Today let's steal peoples pets out of their backyards and leave ransom notes
my lips still taste like vagina
so you liked breakfast?
ehh, still wish we woulda went to IHOP instead
The trick is to not slur when purchasing the condoms at 3am
Why would he get rid of a girl with no gag reflex? I don't get it.
Restaurants Roasting People Who Gave Them Negative Yelp Reviews (25 Pics)
he just told me i make him happier than drugs. that's some serious shit right there
Holy christ fuck what has my trainwreck of a life come to just blew a 17 year old so help me god
Yeah he got kind of mad when he found out he had chased his last two shots with a combination of orange soda, water, and used mouth wash.
I made a Russian puke.

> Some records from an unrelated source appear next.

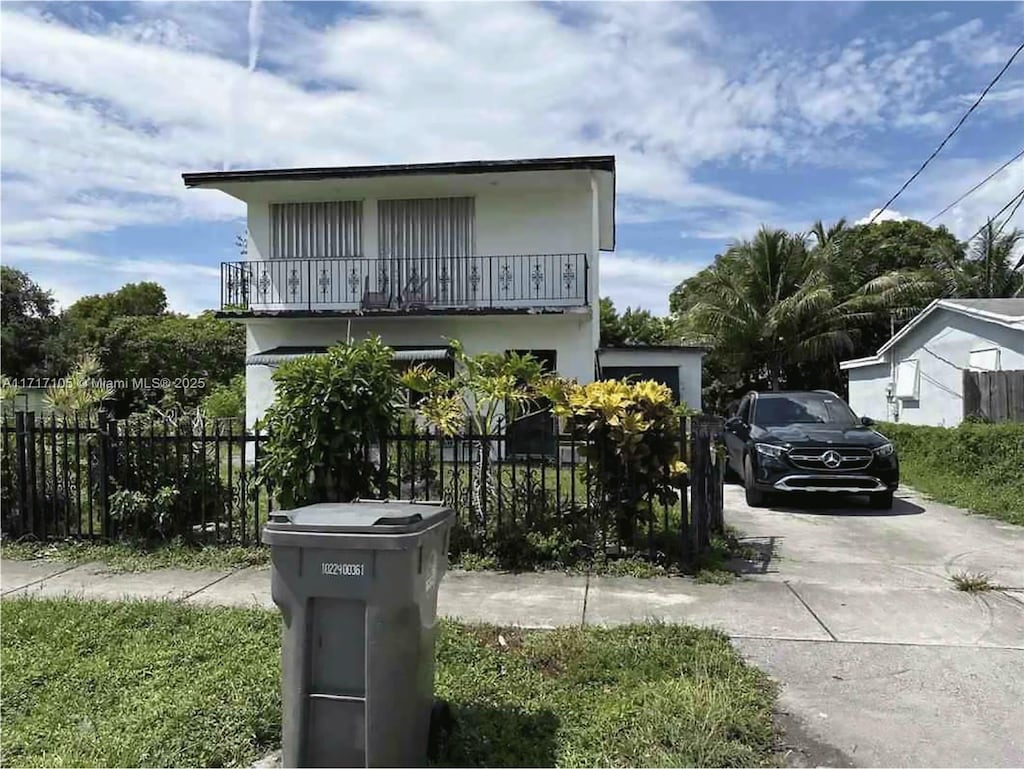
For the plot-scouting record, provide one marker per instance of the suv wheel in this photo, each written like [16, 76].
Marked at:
[882, 501]
[755, 497]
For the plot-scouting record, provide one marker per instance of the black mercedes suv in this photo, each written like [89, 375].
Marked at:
[808, 441]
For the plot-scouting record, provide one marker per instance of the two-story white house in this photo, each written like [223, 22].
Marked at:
[501, 255]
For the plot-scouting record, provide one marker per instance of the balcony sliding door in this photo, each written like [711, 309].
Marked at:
[315, 256]
[426, 244]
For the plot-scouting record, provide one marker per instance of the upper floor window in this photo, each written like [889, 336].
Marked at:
[315, 229]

I outdrank a Russian. I am unstoppable.
I'm taking myself to the hospital right now b/c there is no way this erection is subsiding in the next 4 hours.

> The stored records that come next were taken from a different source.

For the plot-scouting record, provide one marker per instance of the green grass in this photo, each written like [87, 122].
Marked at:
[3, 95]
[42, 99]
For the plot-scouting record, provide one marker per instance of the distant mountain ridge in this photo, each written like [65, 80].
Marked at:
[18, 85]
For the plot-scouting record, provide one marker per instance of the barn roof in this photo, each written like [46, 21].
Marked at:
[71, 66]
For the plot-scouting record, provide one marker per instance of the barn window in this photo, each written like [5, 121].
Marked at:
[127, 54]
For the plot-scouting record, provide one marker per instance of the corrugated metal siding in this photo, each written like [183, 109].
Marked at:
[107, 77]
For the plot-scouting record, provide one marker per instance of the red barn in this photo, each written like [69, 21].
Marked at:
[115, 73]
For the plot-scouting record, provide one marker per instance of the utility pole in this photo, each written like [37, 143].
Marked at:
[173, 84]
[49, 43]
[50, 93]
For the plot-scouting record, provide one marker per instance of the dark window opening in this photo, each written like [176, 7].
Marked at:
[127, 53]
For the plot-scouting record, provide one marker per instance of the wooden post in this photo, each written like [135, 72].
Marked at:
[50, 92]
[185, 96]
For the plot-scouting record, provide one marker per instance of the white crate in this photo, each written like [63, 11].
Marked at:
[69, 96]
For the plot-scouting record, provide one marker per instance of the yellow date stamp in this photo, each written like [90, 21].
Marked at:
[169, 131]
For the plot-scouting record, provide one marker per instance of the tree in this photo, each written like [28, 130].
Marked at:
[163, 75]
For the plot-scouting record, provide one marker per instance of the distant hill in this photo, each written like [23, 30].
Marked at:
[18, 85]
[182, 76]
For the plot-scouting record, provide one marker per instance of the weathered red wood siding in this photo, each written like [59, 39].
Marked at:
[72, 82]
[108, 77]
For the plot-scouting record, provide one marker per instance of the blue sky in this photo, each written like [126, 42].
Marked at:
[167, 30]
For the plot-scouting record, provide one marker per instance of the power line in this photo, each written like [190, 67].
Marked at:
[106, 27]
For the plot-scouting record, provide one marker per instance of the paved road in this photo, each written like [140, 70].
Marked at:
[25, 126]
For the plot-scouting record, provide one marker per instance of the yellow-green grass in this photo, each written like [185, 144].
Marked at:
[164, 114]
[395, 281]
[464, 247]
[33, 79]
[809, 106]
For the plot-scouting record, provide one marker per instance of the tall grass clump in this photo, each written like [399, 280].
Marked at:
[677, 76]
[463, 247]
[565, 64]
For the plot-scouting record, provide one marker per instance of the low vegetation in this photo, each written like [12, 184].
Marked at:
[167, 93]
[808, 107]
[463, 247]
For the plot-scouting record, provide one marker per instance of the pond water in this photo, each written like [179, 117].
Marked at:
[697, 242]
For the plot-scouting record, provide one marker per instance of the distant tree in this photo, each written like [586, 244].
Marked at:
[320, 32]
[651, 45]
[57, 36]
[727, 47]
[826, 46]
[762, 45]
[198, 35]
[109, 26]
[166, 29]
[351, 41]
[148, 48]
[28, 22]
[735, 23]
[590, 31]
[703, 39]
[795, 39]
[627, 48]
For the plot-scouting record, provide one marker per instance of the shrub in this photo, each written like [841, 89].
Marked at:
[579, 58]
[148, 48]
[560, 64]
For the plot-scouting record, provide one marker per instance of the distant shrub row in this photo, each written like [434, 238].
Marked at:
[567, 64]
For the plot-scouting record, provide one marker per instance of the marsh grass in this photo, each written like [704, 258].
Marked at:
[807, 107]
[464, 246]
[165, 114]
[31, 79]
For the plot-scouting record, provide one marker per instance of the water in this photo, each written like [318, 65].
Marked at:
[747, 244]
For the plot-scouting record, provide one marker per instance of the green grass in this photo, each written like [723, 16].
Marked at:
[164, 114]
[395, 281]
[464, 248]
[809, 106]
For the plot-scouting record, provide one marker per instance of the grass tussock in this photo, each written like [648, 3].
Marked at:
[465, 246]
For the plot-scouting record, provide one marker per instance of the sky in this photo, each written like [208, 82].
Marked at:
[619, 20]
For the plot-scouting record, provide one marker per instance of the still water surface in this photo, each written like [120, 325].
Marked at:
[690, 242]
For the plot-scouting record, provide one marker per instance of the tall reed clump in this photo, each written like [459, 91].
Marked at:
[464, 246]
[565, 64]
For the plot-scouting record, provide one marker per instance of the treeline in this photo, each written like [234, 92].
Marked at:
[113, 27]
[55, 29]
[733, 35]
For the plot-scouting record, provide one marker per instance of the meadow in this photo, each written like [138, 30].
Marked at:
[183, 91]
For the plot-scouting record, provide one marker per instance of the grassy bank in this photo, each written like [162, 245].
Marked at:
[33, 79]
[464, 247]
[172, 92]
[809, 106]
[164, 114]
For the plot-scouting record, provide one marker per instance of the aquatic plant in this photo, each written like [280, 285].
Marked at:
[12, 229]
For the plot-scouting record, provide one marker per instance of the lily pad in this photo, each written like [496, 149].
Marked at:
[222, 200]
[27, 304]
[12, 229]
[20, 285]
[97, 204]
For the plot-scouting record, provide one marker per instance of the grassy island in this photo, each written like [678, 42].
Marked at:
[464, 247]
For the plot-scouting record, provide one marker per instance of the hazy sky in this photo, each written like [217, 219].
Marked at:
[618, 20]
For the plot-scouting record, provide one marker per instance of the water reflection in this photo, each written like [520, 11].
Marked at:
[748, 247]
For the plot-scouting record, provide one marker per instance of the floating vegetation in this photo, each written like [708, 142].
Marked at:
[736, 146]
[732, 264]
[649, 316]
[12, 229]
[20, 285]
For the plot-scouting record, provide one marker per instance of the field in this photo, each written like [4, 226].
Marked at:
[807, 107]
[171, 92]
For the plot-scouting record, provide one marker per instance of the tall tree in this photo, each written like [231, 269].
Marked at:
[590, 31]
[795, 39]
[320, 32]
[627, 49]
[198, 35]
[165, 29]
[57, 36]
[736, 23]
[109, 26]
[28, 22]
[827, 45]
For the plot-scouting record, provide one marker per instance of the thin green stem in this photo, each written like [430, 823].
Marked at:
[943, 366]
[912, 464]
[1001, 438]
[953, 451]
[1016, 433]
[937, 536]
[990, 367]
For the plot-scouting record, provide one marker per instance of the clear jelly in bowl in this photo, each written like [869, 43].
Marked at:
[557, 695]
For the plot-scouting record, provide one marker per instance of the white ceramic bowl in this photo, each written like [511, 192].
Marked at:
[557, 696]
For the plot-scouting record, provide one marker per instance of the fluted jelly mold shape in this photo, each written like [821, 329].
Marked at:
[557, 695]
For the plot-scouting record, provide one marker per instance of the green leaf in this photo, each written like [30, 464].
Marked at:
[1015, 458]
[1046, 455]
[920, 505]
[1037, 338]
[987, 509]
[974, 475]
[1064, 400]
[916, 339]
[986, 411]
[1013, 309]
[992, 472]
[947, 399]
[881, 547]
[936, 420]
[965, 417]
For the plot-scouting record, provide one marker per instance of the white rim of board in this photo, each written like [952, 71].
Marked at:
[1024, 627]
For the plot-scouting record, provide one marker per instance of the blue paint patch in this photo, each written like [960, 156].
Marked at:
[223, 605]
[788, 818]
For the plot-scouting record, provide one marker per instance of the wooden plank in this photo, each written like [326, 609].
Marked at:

Woman Posts Harassing DMs From Creep Online, Now He’s Upset Because People Told His Mom
I'm busy watching infomercials. I'd say I'll join you later, but I'm doing a shot every time they demonstrate how difficult life is WITHOUT this product. So I doubt I'll be able to walk in another... Maybe 40 minutes.
But feel free to join! A new infomercial starts in 12 minutes.
I'm drunk still and I cried and now I'm watching Whitney Houston singing the national anthem and I'm crying more
I didn't know how to commemorate his death, so I snorted a fat line off of his obituary. Rest in peace.
I DIDN'T WATCH THE PILLSBURY DOUGH BOY PORN!!!!
I woke up next to him with nothing on and my thong around his neck. I just put my clothes on and left, but he still has my thong.
I'm at work behind the bar and just washed my mouth out with rumple bc I don't have a toothbrush. This may be a new low.